VoiceHub's release is significant for technical decision makers because it can radically improve both the time to market and performance of products with voice interfaces, enabling any enterprise to start using NLU as an alternative to a computer with touch and/or keyboard input -- or to reduce the need for human customer service agents. It also avoids sharing data with Amazon, a key concern for potentially competitive companies that might otherwise consider Alexa-based solutions.

Sensory notes that its software can run on the sub-$70 ARM chip-based ST32MP1 Discovery Board from ST Microelectronics, as well as Android and iOS devices, giving developers the ability to prototype working products "in a matter of minutes, not days." Also notable: No internet connection is required for the finished solution to work properly, as processing is handled directly on the device, which means that the enterprise developer determines how much or how little voice-related data to share.

In a video made with a larger ST32MP1 Evaluation Board, Sensory demonstrated a custom coffee shop ordering platform that lets customers request coffee, tea, or hot cocoa drinks from a microphone equipped screen. After saying "Hey Barista" as a wake word, the customer names a specific drink and customizations, then says "confirm" to place the order. The inexpensive hardware includes noise-canceling dual microphones that let Sensory's software recognize spoken commands properly at up to 10-foot distances, even with a coffee shop's typical ambient noise.
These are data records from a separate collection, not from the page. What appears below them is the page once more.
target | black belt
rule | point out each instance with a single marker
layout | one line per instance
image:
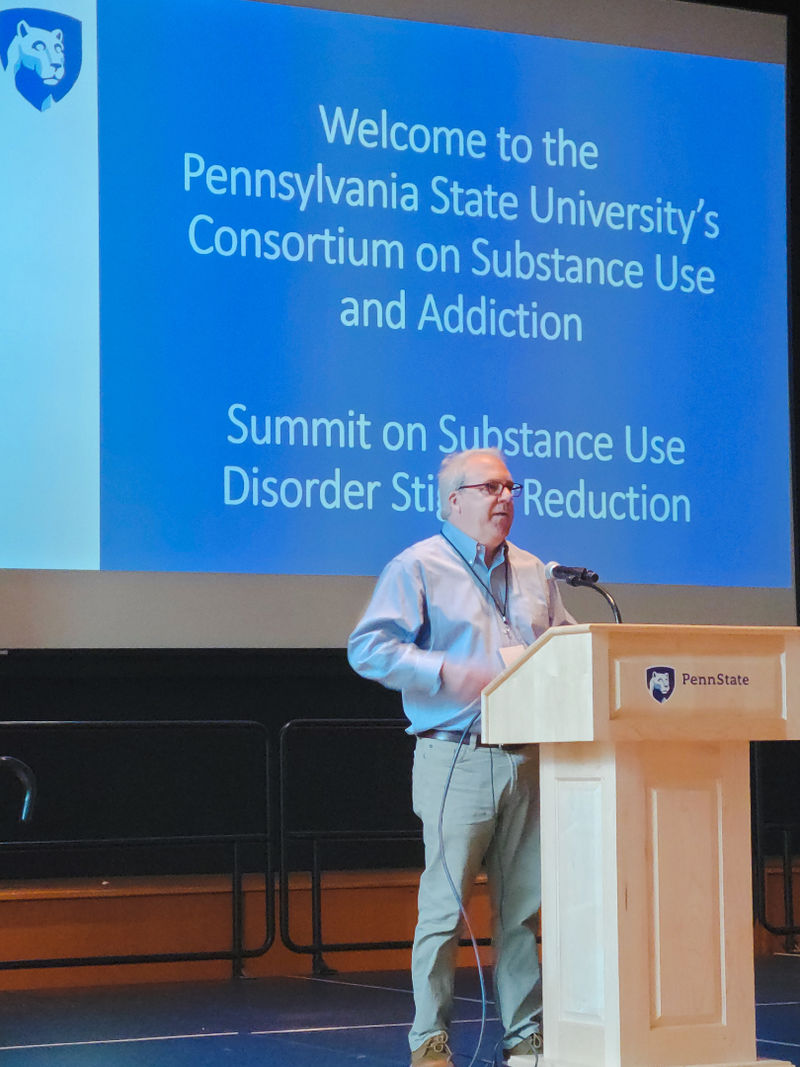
(456, 735)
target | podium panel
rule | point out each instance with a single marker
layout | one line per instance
(646, 905)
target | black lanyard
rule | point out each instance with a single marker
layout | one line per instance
(502, 609)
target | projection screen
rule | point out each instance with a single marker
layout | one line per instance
(268, 265)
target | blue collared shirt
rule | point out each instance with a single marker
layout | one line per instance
(429, 603)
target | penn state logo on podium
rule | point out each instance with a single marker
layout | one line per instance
(661, 683)
(41, 53)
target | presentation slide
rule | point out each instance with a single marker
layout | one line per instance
(297, 257)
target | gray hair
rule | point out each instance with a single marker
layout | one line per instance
(452, 471)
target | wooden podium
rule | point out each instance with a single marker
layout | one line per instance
(646, 902)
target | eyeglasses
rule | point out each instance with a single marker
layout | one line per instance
(495, 488)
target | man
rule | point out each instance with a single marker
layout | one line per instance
(440, 615)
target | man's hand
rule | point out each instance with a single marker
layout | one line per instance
(464, 681)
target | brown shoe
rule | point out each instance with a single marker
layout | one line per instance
(527, 1051)
(433, 1053)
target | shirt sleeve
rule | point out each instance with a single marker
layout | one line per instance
(383, 647)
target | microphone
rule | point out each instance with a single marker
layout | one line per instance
(554, 570)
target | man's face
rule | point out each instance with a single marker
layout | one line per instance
(485, 518)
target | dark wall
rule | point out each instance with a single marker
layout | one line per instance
(113, 781)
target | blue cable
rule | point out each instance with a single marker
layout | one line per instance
(454, 890)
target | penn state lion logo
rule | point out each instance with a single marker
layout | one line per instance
(660, 683)
(41, 53)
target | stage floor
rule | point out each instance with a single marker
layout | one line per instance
(291, 1022)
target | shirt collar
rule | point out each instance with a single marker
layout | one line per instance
(470, 548)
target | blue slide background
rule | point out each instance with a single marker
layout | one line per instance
(185, 335)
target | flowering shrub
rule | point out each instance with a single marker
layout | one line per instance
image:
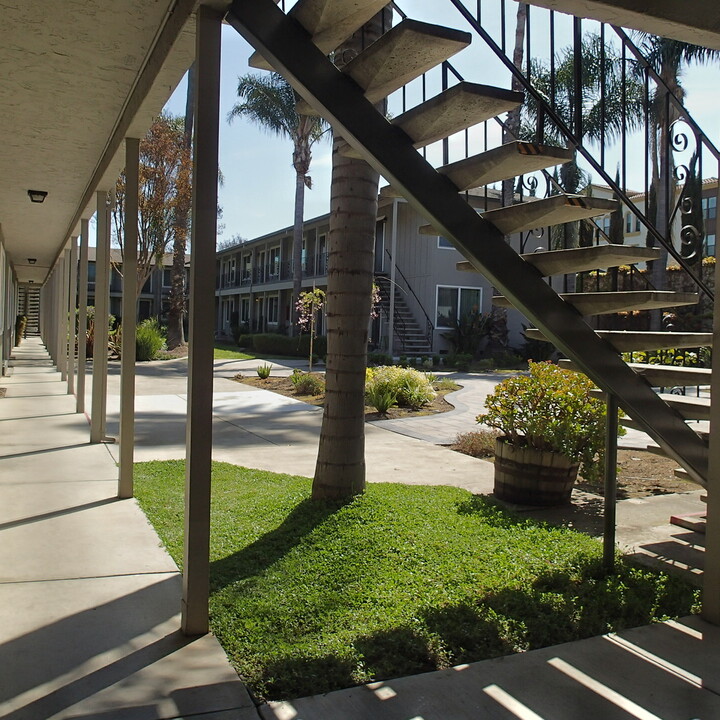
(551, 409)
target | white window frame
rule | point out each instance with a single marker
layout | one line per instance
(272, 302)
(459, 289)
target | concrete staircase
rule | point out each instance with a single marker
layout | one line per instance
(405, 52)
(409, 338)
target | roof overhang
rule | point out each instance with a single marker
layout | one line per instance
(78, 77)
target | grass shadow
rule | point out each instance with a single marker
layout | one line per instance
(257, 557)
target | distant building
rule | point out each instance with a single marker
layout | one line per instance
(154, 299)
(254, 280)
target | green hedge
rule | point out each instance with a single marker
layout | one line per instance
(276, 344)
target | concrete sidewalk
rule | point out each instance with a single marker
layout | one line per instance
(89, 600)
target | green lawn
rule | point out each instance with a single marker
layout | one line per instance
(311, 597)
(224, 351)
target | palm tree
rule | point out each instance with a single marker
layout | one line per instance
(606, 97)
(667, 58)
(340, 467)
(270, 102)
(176, 310)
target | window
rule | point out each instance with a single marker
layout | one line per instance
(274, 262)
(454, 303)
(246, 267)
(273, 306)
(710, 244)
(709, 206)
(245, 310)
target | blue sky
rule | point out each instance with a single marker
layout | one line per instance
(259, 184)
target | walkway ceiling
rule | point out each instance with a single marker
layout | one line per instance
(77, 77)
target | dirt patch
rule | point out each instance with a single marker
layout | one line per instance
(642, 473)
(283, 386)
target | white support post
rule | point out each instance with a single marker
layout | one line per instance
(393, 266)
(82, 317)
(127, 367)
(63, 327)
(58, 304)
(196, 567)
(72, 315)
(102, 300)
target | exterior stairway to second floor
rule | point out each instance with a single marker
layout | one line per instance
(409, 338)
(346, 100)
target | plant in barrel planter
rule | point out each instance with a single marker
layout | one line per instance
(551, 427)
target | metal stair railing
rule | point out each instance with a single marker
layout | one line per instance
(340, 100)
(429, 327)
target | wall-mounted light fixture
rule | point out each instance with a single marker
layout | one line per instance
(37, 195)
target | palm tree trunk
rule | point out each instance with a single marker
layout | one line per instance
(297, 247)
(176, 311)
(340, 468)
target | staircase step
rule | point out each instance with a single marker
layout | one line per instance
(504, 162)
(399, 56)
(691, 408)
(637, 341)
(500, 163)
(574, 260)
(330, 22)
(553, 210)
(455, 109)
(663, 375)
(607, 303)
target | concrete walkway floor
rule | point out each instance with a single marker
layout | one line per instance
(88, 599)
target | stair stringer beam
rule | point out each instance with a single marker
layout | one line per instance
(335, 96)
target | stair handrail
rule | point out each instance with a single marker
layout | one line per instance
(429, 327)
(576, 142)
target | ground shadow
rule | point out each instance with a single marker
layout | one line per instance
(272, 546)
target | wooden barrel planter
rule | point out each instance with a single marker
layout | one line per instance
(526, 476)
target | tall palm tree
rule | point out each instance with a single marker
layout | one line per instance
(340, 467)
(269, 101)
(607, 95)
(176, 310)
(668, 58)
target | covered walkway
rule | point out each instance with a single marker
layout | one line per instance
(89, 601)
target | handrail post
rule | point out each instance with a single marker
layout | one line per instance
(610, 484)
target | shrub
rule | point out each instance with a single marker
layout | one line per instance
(307, 383)
(410, 387)
(551, 409)
(381, 397)
(480, 443)
(148, 339)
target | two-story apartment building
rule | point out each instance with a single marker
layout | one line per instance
(255, 278)
(155, 294)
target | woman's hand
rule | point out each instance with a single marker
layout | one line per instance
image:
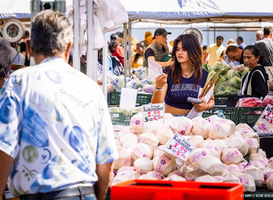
(170, 62)
(201, 106)
(161, 80)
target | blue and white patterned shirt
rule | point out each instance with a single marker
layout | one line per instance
(55, 123)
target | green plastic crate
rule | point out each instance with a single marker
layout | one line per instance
(230, 112)
(228, 100)
(142, 98)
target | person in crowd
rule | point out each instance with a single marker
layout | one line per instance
(230, 41)
(19, 58)
(240, 42)
(120, 38)
(234, 53)
(7, 55)
(145, 41)
(57, 140)
(137, 59)
(214, 51)
(182, 79)
(259, 35)
(116, 49)
(266, 45)
(254, 83)
(150, 39)
(158, 49)
(23, 49)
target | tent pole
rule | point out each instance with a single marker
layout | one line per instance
(125, 51)
(105, 67)
(76, 26)
(130, 45)
(91, 69)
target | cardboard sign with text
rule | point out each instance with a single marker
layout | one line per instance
(265, 122)
(154, 70)
(153, 112)
(179, 147)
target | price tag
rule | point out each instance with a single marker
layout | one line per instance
(179, 147)
(265, 122)
(128, 98)
(153, 112)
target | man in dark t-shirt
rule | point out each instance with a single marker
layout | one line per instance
(158, 49)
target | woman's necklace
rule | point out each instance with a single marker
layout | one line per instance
(186, 75)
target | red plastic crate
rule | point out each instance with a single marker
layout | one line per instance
(171, 190)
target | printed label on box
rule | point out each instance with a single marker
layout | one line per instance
(179, 147)
(265, 122)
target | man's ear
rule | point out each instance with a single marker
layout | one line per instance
(29, 49)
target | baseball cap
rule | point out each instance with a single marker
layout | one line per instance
(161, 31)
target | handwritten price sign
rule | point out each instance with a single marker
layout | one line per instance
(179, 147)
(265, 122)
(153, 112)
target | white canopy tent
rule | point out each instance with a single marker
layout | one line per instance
(196, 11)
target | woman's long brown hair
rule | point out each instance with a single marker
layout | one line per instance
(192, 46)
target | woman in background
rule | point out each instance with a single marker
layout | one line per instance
(254, 83)
(137, 59)
(183, 79)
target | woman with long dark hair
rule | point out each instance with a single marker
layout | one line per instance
(183, 79)
(254, 83)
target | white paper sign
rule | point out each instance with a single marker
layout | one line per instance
(179, 147)
(265, 122)
(153, 112)
(128, 98)
(154, 70)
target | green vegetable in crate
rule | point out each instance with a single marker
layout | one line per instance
(235, 82)
(232, 73)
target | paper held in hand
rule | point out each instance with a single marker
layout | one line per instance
(154, 70)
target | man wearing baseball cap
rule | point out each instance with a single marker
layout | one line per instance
(158, 49)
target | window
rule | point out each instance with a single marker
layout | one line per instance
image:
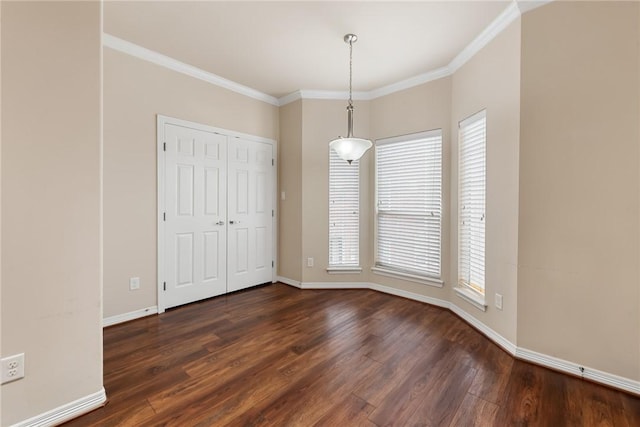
(344, 213)
(471, 206)
(409, 206)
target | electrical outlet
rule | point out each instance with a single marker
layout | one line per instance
(12, 368)
(134, 283)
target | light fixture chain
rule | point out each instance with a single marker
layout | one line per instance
(350, 70)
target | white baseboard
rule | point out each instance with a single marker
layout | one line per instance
(290, 282)
(547, 361)
(507, 345)
(132, 315)
(66, 412)
(408, 295)
(334, 285)
(573, 368)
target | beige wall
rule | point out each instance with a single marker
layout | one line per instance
(134, 92)
(491, 81)
(51, 282)
(323, 121)
(421, 108)
(578, 281)
(290, 182)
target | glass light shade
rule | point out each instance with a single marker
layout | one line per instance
(351, 148)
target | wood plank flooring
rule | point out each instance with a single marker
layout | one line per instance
(280, 356)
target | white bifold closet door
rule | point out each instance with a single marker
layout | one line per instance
(250, 237)
(218, 214)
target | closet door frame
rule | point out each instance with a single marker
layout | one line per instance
(161, 204)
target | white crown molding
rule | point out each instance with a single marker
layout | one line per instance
(527, 5)
(66, 412)
(502, 21)
(572, 368)
(132, 315)
(510, 14)
(427, 77)
(173, 64)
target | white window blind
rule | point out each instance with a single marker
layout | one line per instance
(409, 203)
(344, 212)
(471, 203)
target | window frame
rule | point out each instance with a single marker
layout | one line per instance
(398, 272)
(343, 268)
(474, 294)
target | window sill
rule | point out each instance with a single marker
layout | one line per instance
(344, 270)
(472, 298)
(408, 276)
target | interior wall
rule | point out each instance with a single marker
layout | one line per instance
(323, 121)
(491, 80)
(135, 91)
(290, 183)
(579, 185)
(51, 281)
(421, 108)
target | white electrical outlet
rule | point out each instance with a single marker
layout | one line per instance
(12, 368)
(134, 283)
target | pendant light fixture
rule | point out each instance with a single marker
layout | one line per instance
(350, 148)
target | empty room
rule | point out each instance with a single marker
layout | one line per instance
(320, 213)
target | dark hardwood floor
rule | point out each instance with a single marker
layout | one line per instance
(280, 356)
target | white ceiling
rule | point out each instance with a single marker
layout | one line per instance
(280, 47)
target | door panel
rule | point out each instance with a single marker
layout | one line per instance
(218, 206)
(250, 214)
(195, 205)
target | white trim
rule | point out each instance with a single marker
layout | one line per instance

Since opening a limited beta program in October 2020, Sensory says designers have also successfully tested VoiceHub with automotive, wearable, smart speaker, and smart home products; it expects that the final release will accelerate both branded voice experiences and domain-specific voice assistants across a wider variety of use cases. Moreover, because VoiceHub ties into TrulyNatural's large, multilingual vocabulary, Sensory expects that solutions will be "truly conversational," with the ability to understand "millions of unique phrases" rather than just a handful or two of words.